“EWB was most definitely an opportunity of a lifetime.  Greeted by the people of Gomoa Gyaman, Ghana with parade and festivities was just one way that they exhibited their generosity and willingness to start a partnership.  Honestly, I was hesitant to join the project because of my lack of civil engineering experience and our limited interaction with the village prior to our visit; but, upon visiting, I was surprised how little it what about our teaching anyone engineering but truly how much it was a learning experience for us.  The people were aware of the needs of their village.  Working with the Queen Mother of the village, we were quickly brought up to speed about the health issues they were having and how our partnership with them would be about developing the best solution for their needs.  Throughout the process, we repeatedly saw their generosity, honesty, and patience with us.  These partnerships can truly exist; a village and a group of students imparting their knowledge onto each other while working towards a common goal.”

-Marie Stettler, Mechanical Engineering and International Studies, Rose-Hulman Class of 2014


“My time in Engineers without Borders provided me with some of my best experiences in college. I was able to travel twice with EWB, once to the Dominican Republic, and once to Ghana. Both times, I learned a great deal about other cultures and gained invaluable leadership skills. EWB opened my eyes to how much of the world lives, and how much potential we have to make a positive difference in many people’s lives.

EWB was also an important part of my education; as a medical student, I am already putting to use the skills I gained both in cross-cultural communication and in effective teamwork. Our chapter was truly student-driven; we were responsible for every aspect of our trip, whether it be raising funds, designing latrines, or communicating with our partnering community. Organizing an international construction project requires a great deal of leadership and teamwork, skills that aren’t taught in a classroom. EWB was an extremely helpful platform to gain experience in these important real-world skills.

Whenever I talk about my undergraduate experience at Rose-Hulman, I inevitably recall the time I spent in EWB. I am immensely grateful that I had the opportunity to be a part of our chapter, and would encourage any student to join the club! Whether you’re interested in leadership, engineering, travel, or just want to build your resume, EWB has something for you – and you will end up learning more than you thought you would.”

-Nate Moore, Computer Science, Rose-Hulman Class of 2014


“EWB-RHIT gave me the opportunity to put the skills I was learning to work. It gave me the chance to meet some very inspiring people both at Rose and abroad and taught me how small, positive changes can have huge positive impacts.”

-Haaken Hagen-Atwell, Civil Engineering, Rose-Hulman Class of 2013


“Engineers Without Borders opened many new doors for me in my career and my life. It helped provide me with further direction instead of the stereotypical scenario of just going to college and getting a job. The organization really pushes you to think bigger, think of others, and to tackle on some of the grand challenges of engineering that we face in this world. The connections I’ve made and the experiences I’ve had with the people I worked with, within the organization and the communities we helped, are priceless and I highly encourage many others to join Engineers Without Borders to gain a new perspective within any field of engineering.”

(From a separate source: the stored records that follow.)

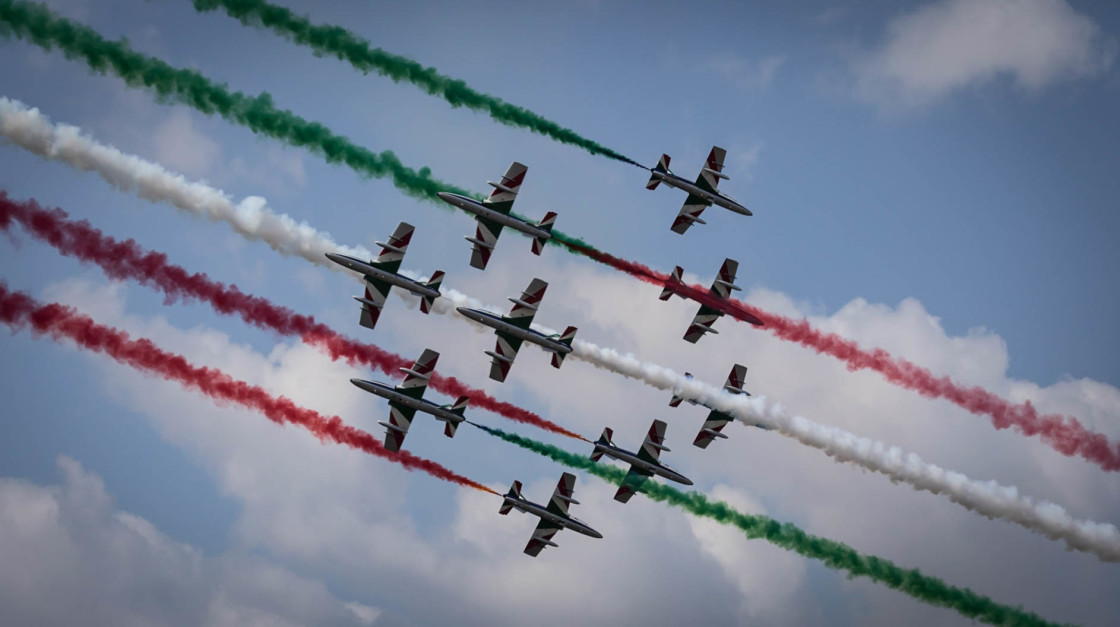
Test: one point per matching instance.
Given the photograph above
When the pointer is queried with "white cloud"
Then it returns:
(951, 45)
(68, 557)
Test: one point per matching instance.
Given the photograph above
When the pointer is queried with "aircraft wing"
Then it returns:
(711, 429)
(631, 484)
(486, 233)
(504, 353)
(392, 253)
(690, 213)
(400, 419)
(654, 442)
(562, 496)
(416, 380)
(505, 193)
(542, 536)
(373, 301)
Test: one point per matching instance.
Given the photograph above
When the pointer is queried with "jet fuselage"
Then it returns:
(683, 184)
(566, 522)
(419, 404)
(479, 209)
(659, 469)
(528, 335)
(391, 278)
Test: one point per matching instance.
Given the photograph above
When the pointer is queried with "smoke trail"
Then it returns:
(36, 22)
(988, 498)
(350, 47)
(18, 310)
(128, 260)
(831, 553)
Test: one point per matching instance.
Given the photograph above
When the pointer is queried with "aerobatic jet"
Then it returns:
(407, 398)
(553, 516)
(644, 464)
(702, 194)
(493, 213)
(381, 274)
(714, 424)
(720, 290)
(513, 328)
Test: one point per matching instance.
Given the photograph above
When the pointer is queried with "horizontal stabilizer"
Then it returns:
(392, 427)
(498, 357)
(717, 174)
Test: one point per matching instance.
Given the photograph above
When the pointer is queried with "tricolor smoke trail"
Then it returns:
(18, 310)
(988, 498)
(36, 22)
(347, 46)
(128, 260)
(831, 553)
(31, 130)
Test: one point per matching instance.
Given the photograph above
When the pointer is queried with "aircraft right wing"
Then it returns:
(393, 252)
(631, 484)
(373, 301)
(562, 496)
(690, 214)
(486, 233)
(400, 419)
(503, 355)
(542, 537)
(416, 380)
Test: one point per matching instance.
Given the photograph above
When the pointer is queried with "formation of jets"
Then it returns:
(514, 327)
(492, 215)
(702, 194)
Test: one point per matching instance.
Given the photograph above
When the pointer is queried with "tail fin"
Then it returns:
(565, 338)
(674, 278)
(426, 302)
(604, 439)
(514, 492)
(662, 168)
(543, 225)
(677, 400)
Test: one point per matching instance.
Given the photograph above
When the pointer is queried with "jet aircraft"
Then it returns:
(706, 316)
(407, 398)
(702, 194)
(493, 213)
(644, 464)
(714, 424)
(513, 328)
(381, 274)
(553, 516)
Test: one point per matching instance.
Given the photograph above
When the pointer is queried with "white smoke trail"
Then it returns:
(253, 220)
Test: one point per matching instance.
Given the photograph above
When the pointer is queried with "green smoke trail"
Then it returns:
(38, 24)
(833, 554)
(347, 46)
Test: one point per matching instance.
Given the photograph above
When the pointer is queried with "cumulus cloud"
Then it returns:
(68, 557)
(950, 45)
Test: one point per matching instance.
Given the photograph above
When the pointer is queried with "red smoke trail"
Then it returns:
(128, 260)
(1064, 433)
(18, 310)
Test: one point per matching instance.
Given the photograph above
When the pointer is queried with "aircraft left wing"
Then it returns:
(631, 484)
(720, 288)
(416, 380)
(542, 537)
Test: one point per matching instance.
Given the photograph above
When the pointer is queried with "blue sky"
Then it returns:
(971, 187)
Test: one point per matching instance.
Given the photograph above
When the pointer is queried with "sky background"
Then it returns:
(923, 178)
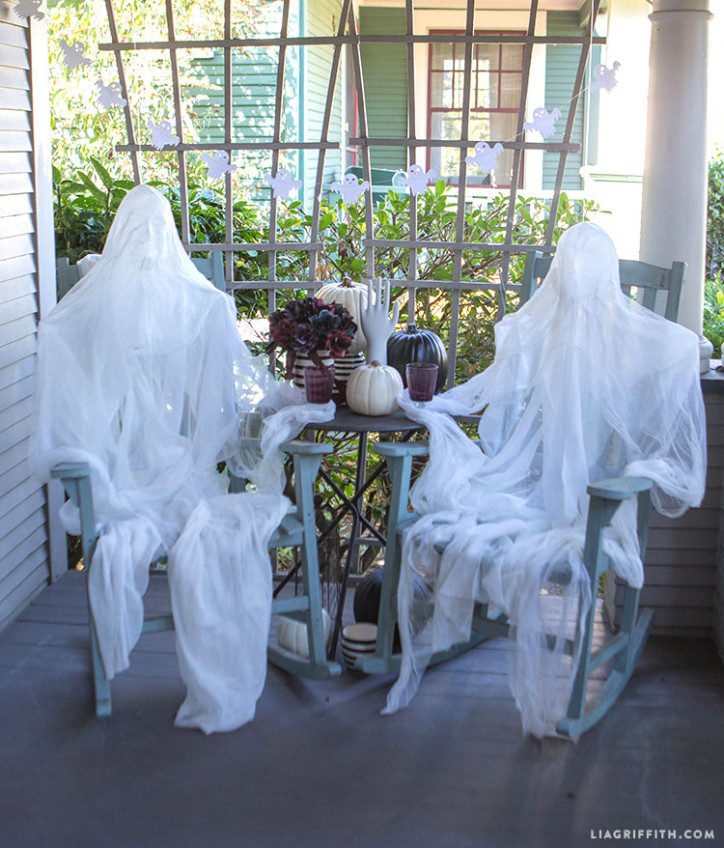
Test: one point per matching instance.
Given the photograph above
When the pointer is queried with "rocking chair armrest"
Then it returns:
(301, 448)
(70, 471)
(402, 448)
(619, 488)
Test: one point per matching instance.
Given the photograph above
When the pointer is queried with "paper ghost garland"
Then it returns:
(73, 54)
(283, 183)
(109, 96)
(416, 179)
(486, 157)
(543, 122)
(217, 164)
(604, 77)
(29, 8)
(161, 135)
(350, 188)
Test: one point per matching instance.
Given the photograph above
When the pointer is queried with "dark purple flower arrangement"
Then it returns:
(311, 325)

-Ben Paras, Computer Engineering, Rose-Hulman Class of 2013




“During my four years in EWB, I had the opportunity to go on two implementation trips in the Dominican Republic.  The first trip involved building a roof for the health clinic Centro Medico in 2010, where we collaborated with the Indianapolis-based group Architects for Humanity.  In the second trip in 2011, we continued our work at Centro Medico by constructing a septic system to accommodate the clinic’s expansion.  I was heavily involved in the planning and preparation for both trips, as I served as a project manager from fall 2010-spring 2011 and as president from fall 2011-spring 2012.

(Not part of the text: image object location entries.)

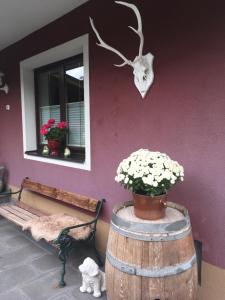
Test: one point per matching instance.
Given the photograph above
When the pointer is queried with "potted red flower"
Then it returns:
(54, 134)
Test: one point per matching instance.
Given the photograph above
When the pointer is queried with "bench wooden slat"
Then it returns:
(30, 209)
(11, 217)
(25, 212)
(21, 214)
(74, 199)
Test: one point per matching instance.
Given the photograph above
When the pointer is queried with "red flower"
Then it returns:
(62, 125)
(51, 121)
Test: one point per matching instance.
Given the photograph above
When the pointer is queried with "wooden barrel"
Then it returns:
(151, 260)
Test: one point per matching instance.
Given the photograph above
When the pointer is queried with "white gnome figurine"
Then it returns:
(93, 279)
(67, 152)
(45, 150)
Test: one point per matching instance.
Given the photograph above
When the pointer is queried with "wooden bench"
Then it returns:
(20, 213)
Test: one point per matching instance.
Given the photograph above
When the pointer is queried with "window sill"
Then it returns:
(74, 161)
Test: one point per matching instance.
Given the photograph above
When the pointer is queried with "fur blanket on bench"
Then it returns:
(49, 227)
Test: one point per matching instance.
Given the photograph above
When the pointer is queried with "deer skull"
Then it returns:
(142, 64)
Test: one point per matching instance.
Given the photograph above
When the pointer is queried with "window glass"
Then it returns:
(74, 74)
(60, 96)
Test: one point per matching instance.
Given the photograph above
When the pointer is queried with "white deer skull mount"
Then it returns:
(3, 86)
(142, 64)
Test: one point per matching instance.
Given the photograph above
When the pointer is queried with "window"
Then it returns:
(59, 90)
(55, 84)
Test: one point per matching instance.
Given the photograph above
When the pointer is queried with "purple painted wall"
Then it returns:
(182, 115)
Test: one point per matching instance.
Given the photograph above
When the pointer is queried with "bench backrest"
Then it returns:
(87, 203)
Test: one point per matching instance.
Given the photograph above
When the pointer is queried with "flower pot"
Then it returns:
(149, 208)
(54, 147)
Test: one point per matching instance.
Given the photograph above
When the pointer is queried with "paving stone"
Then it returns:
(7, 231)
(20, 256)
(17, 241)
(45, 287)
(76, 294)
(47, 262)
(31, 270)
(62, 296)
(16, 276)
(15, 294)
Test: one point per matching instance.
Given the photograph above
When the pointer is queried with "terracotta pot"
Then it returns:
(149, 208)
(54, 147)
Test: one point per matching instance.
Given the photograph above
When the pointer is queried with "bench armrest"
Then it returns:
(9, 193)
(66, 230)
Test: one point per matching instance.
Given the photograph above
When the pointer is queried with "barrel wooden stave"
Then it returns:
(122, 286)
(154, 255)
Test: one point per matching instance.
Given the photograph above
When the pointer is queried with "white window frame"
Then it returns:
(27, 66)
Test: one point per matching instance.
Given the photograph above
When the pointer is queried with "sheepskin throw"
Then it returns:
(49, 227)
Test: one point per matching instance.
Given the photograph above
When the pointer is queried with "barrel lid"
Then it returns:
(175, 225)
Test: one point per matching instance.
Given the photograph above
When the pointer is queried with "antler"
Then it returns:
(139, 30)
(106, 46)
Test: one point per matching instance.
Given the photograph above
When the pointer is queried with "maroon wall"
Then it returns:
(182, 115)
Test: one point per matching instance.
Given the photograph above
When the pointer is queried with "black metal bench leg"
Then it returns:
(97, 254)
(63, 257)
(65, 245)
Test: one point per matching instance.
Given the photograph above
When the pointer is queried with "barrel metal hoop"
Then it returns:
(152, 231)
(150, 272)
(148, 237)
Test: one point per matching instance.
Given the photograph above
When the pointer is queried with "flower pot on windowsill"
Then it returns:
(149, 207)
(54, 147)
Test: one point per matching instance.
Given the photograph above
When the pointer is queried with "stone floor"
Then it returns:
(30, 270)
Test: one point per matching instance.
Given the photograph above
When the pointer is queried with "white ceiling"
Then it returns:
(18, 18)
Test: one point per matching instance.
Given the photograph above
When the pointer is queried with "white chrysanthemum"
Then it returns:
(148, 171)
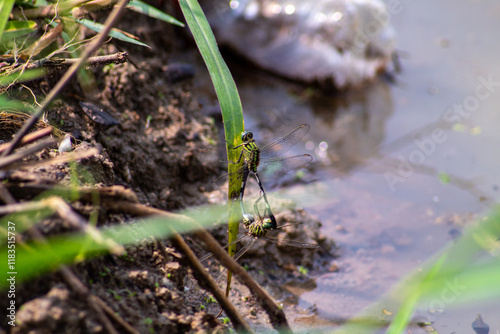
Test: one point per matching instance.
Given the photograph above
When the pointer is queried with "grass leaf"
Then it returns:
(115, 33)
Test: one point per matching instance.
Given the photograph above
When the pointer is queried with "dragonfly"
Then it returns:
(268, 162)
(257, 228)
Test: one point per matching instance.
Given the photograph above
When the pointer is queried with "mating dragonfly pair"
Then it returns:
(268, 163)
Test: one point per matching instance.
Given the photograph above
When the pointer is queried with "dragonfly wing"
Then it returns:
(293, 243)
(285, 143)
(277, 167)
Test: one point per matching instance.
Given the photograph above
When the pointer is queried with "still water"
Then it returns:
(404, 167)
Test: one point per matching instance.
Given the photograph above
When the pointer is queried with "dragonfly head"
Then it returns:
(248, 219)
(246, 136)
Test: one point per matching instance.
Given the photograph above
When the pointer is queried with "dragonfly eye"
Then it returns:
(246, 136)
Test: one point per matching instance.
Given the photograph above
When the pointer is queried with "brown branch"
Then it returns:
(276, 315)
(6, 161)
(95, 303)
(61, 159)
(110, 21)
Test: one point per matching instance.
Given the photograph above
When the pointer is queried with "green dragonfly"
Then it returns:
(268, 162)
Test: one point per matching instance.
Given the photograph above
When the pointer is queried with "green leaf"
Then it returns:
(6, 104)
(5, 9)
(143, 8)
(229, 100)
(15, 29)
(444, 177)
(113, 33)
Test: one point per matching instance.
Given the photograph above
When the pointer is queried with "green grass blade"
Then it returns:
(229, 101)
(5, 9)
(143, 8)
(15, 29)
(36, 258)
(97, 27)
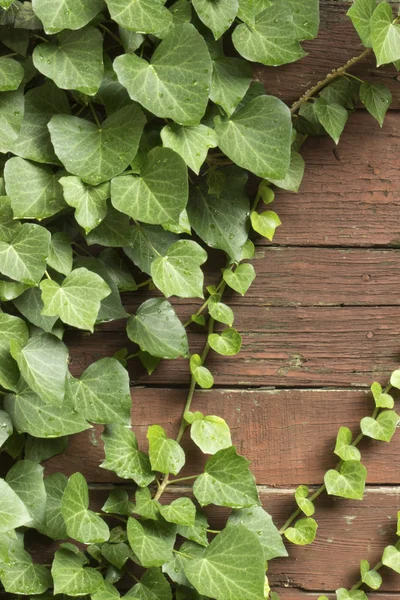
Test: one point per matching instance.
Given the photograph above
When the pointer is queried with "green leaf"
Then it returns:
(376, 99)
(57, 15)
(227, 481)
(303, 532)
(144, 16)
(181, 511)
(260, 522)
(75, 62)
(228, 343)
(217, 16)
(303, 502)
(157, 330)
(385, 35)
(159, 194)
(343, 449)
(124, 457)
(34, 189)
(272, 40)
(210, 434)
(13, 512)
(77, 300)
(151, 541)
(257, 137)
(71, 576)
(166, 455)
(41, 103)
(382, 428)
(191, 143)
(241, 278)
(332, 117)
(43, 365)
(176, 82)
(349, 482)
(11, 328)
(201, 374)
(90, 202)
(102, 393)
(232, 566)
(82, 524)
(96, 154)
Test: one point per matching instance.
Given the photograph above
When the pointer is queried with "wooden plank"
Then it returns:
(336, 43)
(288, 435)
(285, 347)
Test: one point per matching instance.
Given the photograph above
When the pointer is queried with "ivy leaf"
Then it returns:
(332, 117)
(376, 99)
(343, 449)
(102, 393)
(176, 82)
(228, 343)
(260, 522)
(257, 137)
(303, 532)
(272, 40)
(160, 193)
(124, 457)
(96, 154)
(71, 576)
(75, 62)
(90, 202)
(151, 541)
(157, 330)
(13, 512)
(82, 524)
(166, 455)
(43, 365)
(227, 481)
(181, 511)
(77, 300)
(349, 482)
(385, 35)
(382, 428)
(191, 143)
(34, 189)
(57, 15)
(232, 566)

Implementation trips usually last about 1.5 to 2 weeks, and that’s all the time the team gets to complete the project.  If the team doesn’t finish the project during that time, it’ll be another several months before returning, so there’s a lot of pressure to use time wisely and get the job done.  During trips, problems always come up—whether it be re-designing something on-the-spot, having a mini financial crisis when supply costs go over projected values, a construction phase taking longer than expected, weather, etc.

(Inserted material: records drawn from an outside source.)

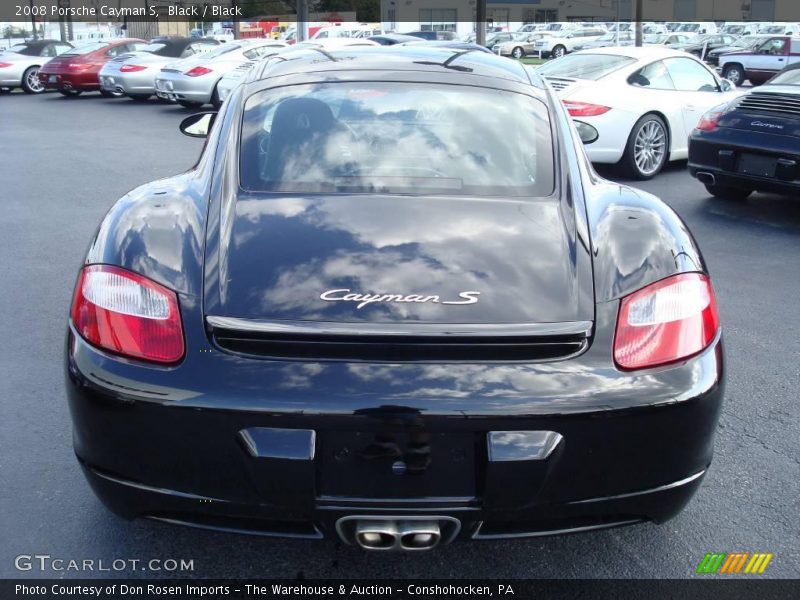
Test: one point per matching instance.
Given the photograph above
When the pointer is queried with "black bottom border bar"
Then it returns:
(706, 587)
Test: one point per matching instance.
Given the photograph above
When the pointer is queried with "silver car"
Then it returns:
(523, 44)
(611, 39)
(235, 76)
(134, 74)
(192, 82)
(19, 65)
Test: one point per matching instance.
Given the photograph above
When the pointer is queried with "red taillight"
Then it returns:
(709, 121)
(584, 109)
(127, 314)
(667, 321)
(131, 68)
(198, 71)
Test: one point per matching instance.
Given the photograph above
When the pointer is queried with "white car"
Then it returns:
(19, 64)
(642, 103)
(780, 29)
(234, 77)
(697, 27)
(560, 44)
(192, 82)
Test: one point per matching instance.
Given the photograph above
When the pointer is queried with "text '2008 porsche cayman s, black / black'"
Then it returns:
(392, 303)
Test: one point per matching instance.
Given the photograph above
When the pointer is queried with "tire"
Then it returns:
(215, 101)
(734, 73)
(647, 149)
(30, 81)
(727, 192)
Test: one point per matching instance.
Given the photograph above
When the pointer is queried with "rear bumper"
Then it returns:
(12, 76)
(181, 87)
(718, 153)
(131, 499)
(127, 84)
(172, 444)
(70, 81)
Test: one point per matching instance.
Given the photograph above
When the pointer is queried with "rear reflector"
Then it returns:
(198, 71)
(127, 314)
(584, 109)
(665, 322)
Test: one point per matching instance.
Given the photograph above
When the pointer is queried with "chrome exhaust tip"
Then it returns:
(706, 177)
(419, 535)
(399, 533)
(377, 535)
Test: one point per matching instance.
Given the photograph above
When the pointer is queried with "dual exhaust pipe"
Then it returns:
(407, 533)
(398, 535)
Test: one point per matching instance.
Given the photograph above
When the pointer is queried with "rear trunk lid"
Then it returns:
(773, 109)
(398, 260)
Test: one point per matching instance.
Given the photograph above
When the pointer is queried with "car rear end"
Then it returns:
(277, 399)
(193, 79)
(13, 67)
(752, 143)
(72, 72)
(133, 74)
(588, 84)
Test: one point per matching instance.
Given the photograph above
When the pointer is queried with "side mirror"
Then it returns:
(586, 132)
(198, 124)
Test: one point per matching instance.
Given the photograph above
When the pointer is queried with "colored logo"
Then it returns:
(735, 563)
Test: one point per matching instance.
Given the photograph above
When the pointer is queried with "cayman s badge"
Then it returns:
(768, 125)
(345, 295)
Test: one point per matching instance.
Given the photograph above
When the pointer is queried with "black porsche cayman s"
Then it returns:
(393, 303)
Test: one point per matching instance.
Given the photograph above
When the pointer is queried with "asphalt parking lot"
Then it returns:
(63, 162)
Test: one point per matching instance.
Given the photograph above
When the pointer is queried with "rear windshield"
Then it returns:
(396, 138)
(85, 49)
(223, 49)
(789, 77)
(154, 47)
(28, 49)
(584, 66)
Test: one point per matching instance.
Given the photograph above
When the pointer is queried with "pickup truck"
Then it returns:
(760, 63)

During the septic system trip, Hurricane Irene came through and tried to obliterate any chance that we had to get the project done.  On most days, heavy afternoon rains prevented us from doing any productive work and filled our hand-dug 1200 gallon pit with water (which was soon dubbed the clinic swimming pool).  For a little while, some of us had to pail the water out manually (opposite of fun).  A triumphant moment was when one of the guys on the Dominican work crew got the pesky water pump to finally work!

Of all the clubs and organizations I participated in during college, EWB was by far my most memorable and accelerated my personal and professional growth.  I strongly believe that members that stick with EWB will have a similar perspective once they graduate.”

-Angelica Patino, Biomedical Engineering, Rose-Hulman Class of 2012


“I had the opportunity to travel 3 times with EWB. My favorite aspect of the trips was interacting with community members and getting a tiny glimpse of a day in their lives.  These experiences made me really think about how much we (the first world) take for granted such as clean water, plenty of food, a safe and dry home, etc. Every time we returned home, I felt empowered to help the third world obtain these basic human necessities.

After an entire year of preparations and a couple weeks of intense physical labor, we enjoyed seeing the fruits of our labor and feeling that sense of accomplishment when we completed the seemly insurmountable tasks, but nothing compares to moment when we realized the true effect of our work.  We may not have saved the world or even so much as a village, but knowing that somewhere far away there is at least one person whose quality of life we enhanced, is the best feeling of all.”

-Abby Grommet, Chemical Engineering, Rose-Hulman Class of 2012




“I joined EWB as a freshman and traveled during my freshman, sophomore, and junior years. I am now a member of the Leadership Development Rotational Program at Texas Instruments.

My favorite part of the trips is seeing the people that all your work is helping and how that memory stays with you. Actually seeing the people, especially the kids, who are going to have a better life because of all the work you have done, that sticks with you.  I will always remember the people I helped and the friends I worked with to help them.  Now that I am graduated, I still vividly remember the work we did to prepare for those trips, the people I worked with, and the faces we met.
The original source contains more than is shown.